Gestão

Vem aí uma "dança de cadeiras" no varejo. É a crise


Executivos que somam experiências em loja física e e-commerce são os mais demandados, de acordo com Luís Arrobas (foto), sócio da 2GET.


  Por Fátima Fernandes 25 de Maio de 2016 às 08:00

  | Editora ffernandes@dcomercio.com.br


Perto de 11 milhões de pessoas estão desempregadas no Brasil, de acordo com o IBGE. Isso leva a crer que a oferta de vagas, em qualquer setor, continua mais restrita do que nunca por conta da crise que o país enfrenta.

Há, porém, exceções no andar de cima. Há dois meses, duas redes de lojas -uma especializada em móveis e decorações e outra, em moda -não conseguem preencher uma vaga para um salário que pode ser o sonho da maioria dos brasileiros: R$ 45 mil mensais mais benefícios.

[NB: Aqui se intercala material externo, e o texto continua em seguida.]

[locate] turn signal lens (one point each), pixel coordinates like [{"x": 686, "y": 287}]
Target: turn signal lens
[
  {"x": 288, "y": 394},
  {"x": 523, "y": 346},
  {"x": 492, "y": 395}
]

O cargo é de diretor de Multicanal, uma função relativamente nova nas empresas de varejo. O que as redes buscam para a posição é um profissional que conheça bem a operação de loja física e também o comércio pela internet.

“Tenho feito entrevistas com potenciais candidatos toda a semana. Até agora, não conseguimos preencher essas vagas”, diz Luís Arrobas, sócio da 2GET, consultoria de recrutamento de executivos para posições de liderança.

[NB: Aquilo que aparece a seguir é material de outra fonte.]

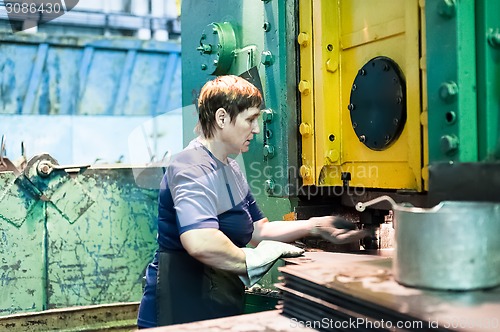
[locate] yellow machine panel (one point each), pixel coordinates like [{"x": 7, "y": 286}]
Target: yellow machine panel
[{"x": 338, "y": 39}]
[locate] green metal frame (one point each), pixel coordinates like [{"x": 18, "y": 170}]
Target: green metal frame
[
  {"x": 488, "y": 78},
  {"x": 451, "y": 68},
  {"x": 265, "y": 32}
]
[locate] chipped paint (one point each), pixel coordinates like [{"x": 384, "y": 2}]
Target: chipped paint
[{"x": 88, "y": 243}]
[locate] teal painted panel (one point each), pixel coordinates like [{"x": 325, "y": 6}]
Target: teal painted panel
[
  {"x": 57, "y": 88},
  {"x": 78, "y": 239},
  {"x": 101, "y": 235},
  {"x": 15, "y": 77},
  {"x": 22, "y": 244},
  {"x": 61, "y": 75}
]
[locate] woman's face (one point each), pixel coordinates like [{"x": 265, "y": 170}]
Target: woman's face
[{"x": 238, "y": 134}]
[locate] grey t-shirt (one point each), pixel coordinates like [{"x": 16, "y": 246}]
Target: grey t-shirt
[{"x": 199, "y": 191}]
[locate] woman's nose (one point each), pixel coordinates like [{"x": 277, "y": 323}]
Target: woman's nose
[{"x": 255, "y": 127}]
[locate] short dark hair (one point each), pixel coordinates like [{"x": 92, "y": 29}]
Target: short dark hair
[{"x": 232, "y": 93}]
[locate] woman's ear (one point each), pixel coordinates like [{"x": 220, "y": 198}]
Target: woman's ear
[{"x": 220, "y": 117}]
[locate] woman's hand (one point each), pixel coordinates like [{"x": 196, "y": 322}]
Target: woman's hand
[{"x": 336, "y": 229}]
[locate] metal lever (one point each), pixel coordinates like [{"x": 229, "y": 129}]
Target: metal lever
[
  {"x": 362, "y": 206},
  {"x": 45, "y": 167}
]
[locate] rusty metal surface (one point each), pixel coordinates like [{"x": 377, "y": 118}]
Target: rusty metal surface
[
  {"x": 271, "y": 321},
  {"x": 368, "y": 283},
  {"x": 116, "y": 317},
  {"x": 79, "y": 236}
]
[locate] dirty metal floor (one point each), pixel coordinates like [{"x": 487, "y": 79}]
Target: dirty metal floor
[
  {"x": 272, "y": 321},
  {"x": 321, "y": 290},
  {"x": 361, "y": 288}
]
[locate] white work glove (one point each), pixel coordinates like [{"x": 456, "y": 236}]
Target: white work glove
[
  {"x": 260, "y": 259},
  {"x": 336, "y": 229}
]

No Brasil não há, até agora, caso de sucesso de empresa que opera bem nos dois canais -o físico e o virtual. Eis aí um forte motivo para justificar a escassez desses profissionais.

O cargo de diretor de Marketing de Performance, outra nova posição nas redes de varejo está igualmente difícil de preencher.

Estar qualificado para essa função, de acordo com Arrobas, requer um profissional antenado com a comunicação em geral e virtual, capaz de agir com respostas velozes às demandas.

A crise enfrentada pelo setor, considerada a maior da história, está levando as grandes redes a rever todas as posições de liderança e a promover o que se costuma chamar de "dança de cadeiras".

Consultadas pelo Diário do Comércio, algumas das maiores consultorias especializadas na recolocação de profissionais de liderança que atuam no país informam que a crise levou as redes de varejo a demandar pessoas com novos perfis.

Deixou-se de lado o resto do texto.